Motivation to Migrate

The primary form of human mobility occurring within ASEAN is low skilled labour migration. This is restricted by duration and quota. The reasoning behind undertaking this temporary migration is to increase earnings for a better future. However, there are numerous factors at play in making a decision to move, or rather, choosing to move. Be it borrowed or earned resources, potential migrants need sufficient financial backing to make a move. The very poor will not be able to cross borders due to unaffordability. The not-so-poor will need to gauge the costs and benefits involved. Subsequently, they would need to determine if the pursuit of greener pastures is indeed worth the sacrifice of being with family and the only resources available to them. This is a gamble. There is no assurance. There is no guaranteed safety net. Much depends on the regulatory systems present in sending and receiving countries and the level of coordination between them. A potential low-skilled migrant crosses his border because he knows that he will be able to earn a much higher income. He chooses to live apart from his family because he wants to provide for them and give them a better life. He would want to work in a system where he is treated fairly and his welfare is safeguarded. These are basic expectations of documented low skilled migrants.

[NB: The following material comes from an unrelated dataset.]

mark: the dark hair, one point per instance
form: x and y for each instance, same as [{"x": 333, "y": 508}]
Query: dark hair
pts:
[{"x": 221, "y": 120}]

The reasoning is quite different for low-skilled undocumented migrants. Though they may not be privy to the extent of possible exploitation, they are aware from the very beginning, that at the least, they are not going through the ‘proper’ channel.   Usually, this group cannot afford to migrate but they are desperate to earn a living and support their families. They know that they would not be as ‘protected’ as the documented migrants and this is part of their opportunity cost. Interestingly, there is another group that chooses the cheaper and faster way because of the desire to avoid exorbitant mobility costs. In the attempt to save money, they end up paying much more financially, emotionally and mentally during the course of their undocumented stay in the receiving country.

High skilled migrants in ASEAN make a choice to move because there is a variety of job options in the receiving state, the demand for their specialised skill is high, their potential income corresponds to their skill level or exceeds it, they have more opportunities for career progression, they are assured of a far better lifestyle, and in some cases, they are able to bring their families along. Often, they seek permanent residence in the host country when the option is made available to them. Many have become permanent residents and even citizens of the host country. It cannot be ignored that in some receiving states, even high skilled migration that is facilitated by ASEAN’s Mutual Recognition Arrangement (MRA) is a cumbersome and discouraging process. However, high skilled migrants are in a relatively better situation. This applies to some mid-skilled migrants as well.

Academic mobility is another form of migration that is gaining popularity within Southeast Asia. ASEAN has been enhancing the regionalisation of higher education through its Southeast Asian Ministers of Education Organisation-Regional Institution of Higher Education and Development (SEAMEO-RIHED). For instance, universities in Singapore have a significant number of students from other ASEAN countries (Malaysia, Thailand, Vietnam, Indonesia and the Philippines). Singapore has been encouraging deserving students in the region and beyond via scholarships, internships and fellowships. It can be considered a regional hub for higher education. Students choose to further their education in Singapore because of the high ranking and global recognition of its tertiary institutions. They know that with a qualification from a Singaporean university, they would have acquired increased mobility and wider access to opportunities across the globe. They are also aware of the high possibility of securing employment in Singapore, especially in the MNCs operating in the country. This makes the small city-state a preferred destination for ASEAN students.

It would be more beneficial to the ASEAN Economic Community (AEC) if it could find a way to justify and strengthen the motivation of low skilled migrant labour. ASEAN comes together for many regional initiatives and policies. Perhaps it is time to give this left-out group more reason to move within the region.